The celebration arrives amid renewed national debates over how — and whether — Black history is publicly commemorated. Recent federal decisions, including changes to National Park Service holiday observances and directives aimed at reshaping how American history is presented, have drawn criticism nationwide. Locally, MLKSB leaders say the moment has only sharpened the urgency of this year’s programming.

“There needs to be a response,” Freeland said, referencing a March 2025 executive order titled Restoring Truth and Sanity to American History. “Leah Weber King’s speech and a fundraising auction of rare photos of African-American icons later this year are part of that response.”

Wendy Eley Jackson, the newest board member at MLKSB, and instrumental in planning the upcoming events. She is a filmmaker and professor at UCSB and Westmont, and is married to the son of the first black Mayor in Atlanta GA – Maynard Jackson. | Credit: Courtesy

“We understand what the tone is,” Alexander said when speaking about federal messaging. “But it doesn’t shift anything that we’re focused on.”

Wendy Eley Jackson, a filmmaker, educator, and newly appointed MLKSB boardmember who helped facilitate Weber King’s appearance, emphasized the responsibility of carrying the legacy forward.

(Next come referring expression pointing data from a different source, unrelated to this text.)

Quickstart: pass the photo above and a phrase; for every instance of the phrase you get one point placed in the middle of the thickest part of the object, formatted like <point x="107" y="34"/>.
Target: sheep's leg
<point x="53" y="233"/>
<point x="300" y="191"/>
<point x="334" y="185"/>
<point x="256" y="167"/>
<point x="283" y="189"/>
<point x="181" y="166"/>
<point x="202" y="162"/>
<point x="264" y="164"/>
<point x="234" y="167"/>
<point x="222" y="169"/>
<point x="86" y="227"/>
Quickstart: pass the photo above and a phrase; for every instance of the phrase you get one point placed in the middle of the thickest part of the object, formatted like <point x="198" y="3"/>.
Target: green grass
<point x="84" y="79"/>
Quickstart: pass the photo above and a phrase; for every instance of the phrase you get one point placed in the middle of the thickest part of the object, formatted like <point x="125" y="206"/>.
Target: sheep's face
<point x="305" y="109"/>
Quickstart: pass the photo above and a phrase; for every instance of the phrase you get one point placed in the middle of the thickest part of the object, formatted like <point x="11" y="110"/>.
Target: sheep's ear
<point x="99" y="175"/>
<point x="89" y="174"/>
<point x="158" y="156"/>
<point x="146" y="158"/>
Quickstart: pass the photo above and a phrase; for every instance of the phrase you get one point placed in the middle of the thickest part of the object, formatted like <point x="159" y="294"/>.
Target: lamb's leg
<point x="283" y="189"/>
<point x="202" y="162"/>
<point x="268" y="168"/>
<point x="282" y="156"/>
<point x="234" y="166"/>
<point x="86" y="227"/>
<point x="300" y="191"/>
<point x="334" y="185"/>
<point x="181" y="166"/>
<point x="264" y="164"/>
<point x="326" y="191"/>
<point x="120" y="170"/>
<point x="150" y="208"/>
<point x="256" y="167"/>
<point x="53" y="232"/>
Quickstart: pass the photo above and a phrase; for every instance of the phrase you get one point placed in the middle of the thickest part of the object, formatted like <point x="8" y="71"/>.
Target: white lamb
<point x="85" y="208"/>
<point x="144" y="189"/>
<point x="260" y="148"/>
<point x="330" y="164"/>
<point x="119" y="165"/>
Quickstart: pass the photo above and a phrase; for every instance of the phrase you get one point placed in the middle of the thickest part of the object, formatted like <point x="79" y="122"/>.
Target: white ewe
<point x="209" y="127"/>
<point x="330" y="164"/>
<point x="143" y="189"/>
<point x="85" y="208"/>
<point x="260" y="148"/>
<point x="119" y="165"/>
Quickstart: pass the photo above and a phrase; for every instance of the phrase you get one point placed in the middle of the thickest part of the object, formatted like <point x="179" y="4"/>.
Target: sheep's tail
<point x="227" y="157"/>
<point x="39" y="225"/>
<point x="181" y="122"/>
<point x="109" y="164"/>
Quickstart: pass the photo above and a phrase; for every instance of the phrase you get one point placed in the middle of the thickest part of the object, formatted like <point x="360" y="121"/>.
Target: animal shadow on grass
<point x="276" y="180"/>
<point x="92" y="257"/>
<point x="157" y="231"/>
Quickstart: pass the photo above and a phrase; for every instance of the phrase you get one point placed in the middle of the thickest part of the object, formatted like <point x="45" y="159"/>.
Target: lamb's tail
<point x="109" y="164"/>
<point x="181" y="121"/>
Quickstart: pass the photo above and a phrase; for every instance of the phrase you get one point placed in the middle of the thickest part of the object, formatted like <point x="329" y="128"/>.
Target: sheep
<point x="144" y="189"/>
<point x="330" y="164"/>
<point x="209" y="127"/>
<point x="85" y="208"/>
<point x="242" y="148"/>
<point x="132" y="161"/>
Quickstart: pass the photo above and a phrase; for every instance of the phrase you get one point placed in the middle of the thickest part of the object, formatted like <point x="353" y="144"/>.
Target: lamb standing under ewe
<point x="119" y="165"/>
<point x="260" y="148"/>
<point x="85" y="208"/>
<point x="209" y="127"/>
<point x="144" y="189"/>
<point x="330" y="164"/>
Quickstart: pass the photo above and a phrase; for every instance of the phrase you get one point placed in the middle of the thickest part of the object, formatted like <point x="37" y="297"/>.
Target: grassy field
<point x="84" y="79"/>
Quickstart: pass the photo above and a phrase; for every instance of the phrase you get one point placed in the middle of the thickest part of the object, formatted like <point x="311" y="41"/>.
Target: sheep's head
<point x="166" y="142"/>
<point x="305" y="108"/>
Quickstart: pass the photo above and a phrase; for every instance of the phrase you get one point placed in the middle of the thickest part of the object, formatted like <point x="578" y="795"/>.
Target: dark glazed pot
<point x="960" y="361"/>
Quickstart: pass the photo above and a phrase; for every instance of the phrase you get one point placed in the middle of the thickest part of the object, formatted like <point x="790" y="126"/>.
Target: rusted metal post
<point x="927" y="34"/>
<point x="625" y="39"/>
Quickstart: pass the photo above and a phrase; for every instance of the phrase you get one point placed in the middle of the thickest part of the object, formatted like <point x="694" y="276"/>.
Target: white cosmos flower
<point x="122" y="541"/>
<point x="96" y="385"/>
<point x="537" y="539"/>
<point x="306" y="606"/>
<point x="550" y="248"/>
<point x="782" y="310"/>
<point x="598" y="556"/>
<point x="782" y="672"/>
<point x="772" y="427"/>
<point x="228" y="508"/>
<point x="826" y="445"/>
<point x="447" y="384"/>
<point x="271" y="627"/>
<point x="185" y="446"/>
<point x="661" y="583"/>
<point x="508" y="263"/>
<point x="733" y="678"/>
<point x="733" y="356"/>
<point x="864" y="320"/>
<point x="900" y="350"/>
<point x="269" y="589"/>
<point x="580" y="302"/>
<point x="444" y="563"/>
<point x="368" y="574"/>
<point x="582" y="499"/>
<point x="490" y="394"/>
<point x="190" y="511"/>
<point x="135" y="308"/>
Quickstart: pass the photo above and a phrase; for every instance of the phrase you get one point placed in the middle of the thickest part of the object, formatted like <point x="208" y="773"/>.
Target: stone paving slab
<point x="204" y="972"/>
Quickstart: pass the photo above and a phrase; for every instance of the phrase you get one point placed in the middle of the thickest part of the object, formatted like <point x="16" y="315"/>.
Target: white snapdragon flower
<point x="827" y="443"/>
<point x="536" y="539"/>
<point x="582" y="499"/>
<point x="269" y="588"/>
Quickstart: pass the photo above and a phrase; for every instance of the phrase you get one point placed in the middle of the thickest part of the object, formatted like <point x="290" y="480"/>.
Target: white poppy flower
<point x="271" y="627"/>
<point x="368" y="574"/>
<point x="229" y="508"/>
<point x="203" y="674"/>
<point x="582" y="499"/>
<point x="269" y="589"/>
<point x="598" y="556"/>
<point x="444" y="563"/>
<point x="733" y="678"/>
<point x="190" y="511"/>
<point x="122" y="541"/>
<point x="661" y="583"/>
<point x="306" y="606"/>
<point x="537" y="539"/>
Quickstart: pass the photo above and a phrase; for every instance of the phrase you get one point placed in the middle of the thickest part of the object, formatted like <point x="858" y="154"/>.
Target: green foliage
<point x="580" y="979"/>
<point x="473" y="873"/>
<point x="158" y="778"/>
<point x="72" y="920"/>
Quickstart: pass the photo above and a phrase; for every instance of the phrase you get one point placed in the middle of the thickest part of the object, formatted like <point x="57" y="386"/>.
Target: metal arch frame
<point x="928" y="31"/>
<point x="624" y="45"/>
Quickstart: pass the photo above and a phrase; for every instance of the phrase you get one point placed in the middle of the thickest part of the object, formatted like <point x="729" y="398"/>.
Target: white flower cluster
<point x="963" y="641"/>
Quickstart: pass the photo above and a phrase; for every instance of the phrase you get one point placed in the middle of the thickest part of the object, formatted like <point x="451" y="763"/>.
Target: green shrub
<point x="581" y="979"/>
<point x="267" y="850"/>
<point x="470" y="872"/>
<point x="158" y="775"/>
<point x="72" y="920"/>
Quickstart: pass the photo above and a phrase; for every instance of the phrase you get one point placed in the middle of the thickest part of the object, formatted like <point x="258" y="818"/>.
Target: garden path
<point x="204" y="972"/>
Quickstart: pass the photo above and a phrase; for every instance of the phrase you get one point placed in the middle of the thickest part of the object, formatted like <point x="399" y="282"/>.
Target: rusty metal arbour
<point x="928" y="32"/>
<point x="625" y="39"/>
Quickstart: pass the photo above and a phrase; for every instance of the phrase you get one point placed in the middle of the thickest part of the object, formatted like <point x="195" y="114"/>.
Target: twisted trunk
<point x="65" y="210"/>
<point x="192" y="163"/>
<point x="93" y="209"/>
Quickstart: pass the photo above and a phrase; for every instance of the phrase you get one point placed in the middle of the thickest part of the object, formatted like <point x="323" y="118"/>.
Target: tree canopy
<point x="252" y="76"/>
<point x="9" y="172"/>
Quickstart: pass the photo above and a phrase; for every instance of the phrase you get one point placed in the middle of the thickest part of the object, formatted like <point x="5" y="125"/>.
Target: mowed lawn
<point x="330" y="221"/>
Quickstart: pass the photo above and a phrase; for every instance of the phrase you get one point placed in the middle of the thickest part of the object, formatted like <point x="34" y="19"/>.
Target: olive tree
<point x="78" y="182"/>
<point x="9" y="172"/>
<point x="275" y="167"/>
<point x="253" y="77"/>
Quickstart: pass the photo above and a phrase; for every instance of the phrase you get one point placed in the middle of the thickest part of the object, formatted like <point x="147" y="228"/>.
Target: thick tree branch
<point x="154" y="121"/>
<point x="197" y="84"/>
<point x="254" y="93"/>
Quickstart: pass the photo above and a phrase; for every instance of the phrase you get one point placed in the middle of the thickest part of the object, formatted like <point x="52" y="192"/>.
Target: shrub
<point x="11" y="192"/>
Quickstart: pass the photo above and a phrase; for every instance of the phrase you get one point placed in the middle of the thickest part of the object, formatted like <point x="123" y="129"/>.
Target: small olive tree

“Dr. King’s work demands more than remembrance; it calls for disciplined stewardship, moral courage, and an unwavering commitment to justice,” Jackson said. “When we understand his legacy not only as history, but as lived responsibility, we are better equipped to protect and advance the values that remain vital to the future of our shared humanity.”

It seems many young voices across Santa Barbara accept that responsibility. For Burnett, writing from the future did not come with certainty. Her poem underscores the unfinished nature of a changing world. A world that takes leaps forward, and big steps back.

“Leadership is not the gold-plated letters on a nameplate,” she wrote. “But the dirt underneath your fingernails from planting seeds you might never see bloom.”

She signed off with her name and a promise — a promise “to keep marching.”